Financial advisers in the UK are evolving their retirement advice approaches to better navigate client planning needs amid regulatory and policy changes, a report from BNY Investments and NextWealth has shown.

The study, Retirement Advice in the UK: Turning Insight into Outcomes, looked at how systemic changes were reshaping the delivery of retirement advice, alongside the benefits of this for clients and advice firms.

It identified the greatest drivers of change in advice approaches as the upcoming inclusion of pensions in inheritance tax (IHT) and the Financial Conduct Authority’s (FCA) Retirement Income Advice Review (RIAR).

Almost three quarters (72 per cent) of advisers planned to make changes to their advice approach in relation to IHT over the next year.

More than half (53 per cent) planned changes due to the RIAR over the same period, with 48 per cent of these advisers reviewing their investment propositions or model portfolios used for drawdown clients.

While Consumer Duty has been in effect for over two years, 52 per cent of advisers were still planning changes in 2026 in response to it.

Advisers were asked about the concerns they heard most often from retirement clients, with further and proposed tax changes the most commonly cited worry (48 per cent).

This surpassed the fear of running out of money before death (43 per cent), marking a shift from 2024’s survey when this was the top concern (50 per cent).

BNY and NextWealth said the findings emphasised the increasing importance of tax policy and regulatory developments in shaping client priorities and adviser support.

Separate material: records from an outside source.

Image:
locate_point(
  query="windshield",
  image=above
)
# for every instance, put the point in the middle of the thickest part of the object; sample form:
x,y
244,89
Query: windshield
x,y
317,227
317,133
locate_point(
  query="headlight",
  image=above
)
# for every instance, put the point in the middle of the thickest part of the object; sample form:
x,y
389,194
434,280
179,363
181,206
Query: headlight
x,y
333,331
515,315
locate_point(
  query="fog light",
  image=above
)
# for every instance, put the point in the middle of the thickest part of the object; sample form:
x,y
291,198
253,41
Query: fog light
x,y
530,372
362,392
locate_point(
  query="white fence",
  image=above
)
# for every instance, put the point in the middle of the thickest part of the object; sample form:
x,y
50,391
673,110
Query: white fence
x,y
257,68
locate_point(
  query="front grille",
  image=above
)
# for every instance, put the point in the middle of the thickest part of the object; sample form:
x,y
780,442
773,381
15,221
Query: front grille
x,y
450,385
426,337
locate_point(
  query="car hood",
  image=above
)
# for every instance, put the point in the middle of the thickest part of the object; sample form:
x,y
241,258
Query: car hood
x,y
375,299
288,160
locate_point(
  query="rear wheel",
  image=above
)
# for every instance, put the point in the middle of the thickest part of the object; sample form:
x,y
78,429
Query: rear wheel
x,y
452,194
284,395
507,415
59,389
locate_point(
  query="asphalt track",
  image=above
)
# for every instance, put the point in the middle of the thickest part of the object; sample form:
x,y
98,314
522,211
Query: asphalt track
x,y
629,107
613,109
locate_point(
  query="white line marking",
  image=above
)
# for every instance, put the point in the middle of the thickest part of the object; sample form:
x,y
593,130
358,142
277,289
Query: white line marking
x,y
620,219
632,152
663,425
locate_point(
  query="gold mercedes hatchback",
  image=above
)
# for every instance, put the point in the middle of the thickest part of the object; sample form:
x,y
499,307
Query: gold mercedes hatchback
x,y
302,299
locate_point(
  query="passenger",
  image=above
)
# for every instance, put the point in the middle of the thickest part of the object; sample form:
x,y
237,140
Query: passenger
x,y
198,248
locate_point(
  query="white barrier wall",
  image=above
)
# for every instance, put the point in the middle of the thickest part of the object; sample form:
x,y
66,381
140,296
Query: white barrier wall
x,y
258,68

“These findings show advisers are shouldering considerable responsibility amid growing expectations from concerned retirement clients,” commented BNY Investments head of EMEA distribution, Gerald Rehn.

“High quality financial advice, delivered consistently and at scale, is critical to meeting growing demand and clients’ needs against the complexity of today’s retirement landscape.

“Our research shows advisers are moving decisively to evolve their retirement advice approaches and we are committed to helping them do so.”

The report also noted that advisers were developing tailored and consistent approaches to decumulation, with Centralised Retirement Propositions (CRP) becoming increasingly popular.

Although 36 per cent of advisers had a common and consistent decumulation advice model in place for a year or more, 38 per cent had put one in place over the past 12 months or planned to do so in 2026.

The most common reasons for putting a common and consistent decumulation approach in place were to meet regulatory expectations (32 per cent), reduce compliance/business risk (28 per cent), and increase efficiency (20 per cent).

Advice firms were also found to be embracing artificial intelligence (AI) across processes, with 20 per cent using AI to generate meeting notes and summaries, and a further 53 per cent currently implementing or considering it.

Almost a third (30 per cent) were using or implementing AI for suitability reporting, while 38 per cent were considering it.

Advised clients were most comfortable with AI checking forms and applications for missing or inconsistent information (42 per cent) and answering simple service questions via a chatbot (42 per cent).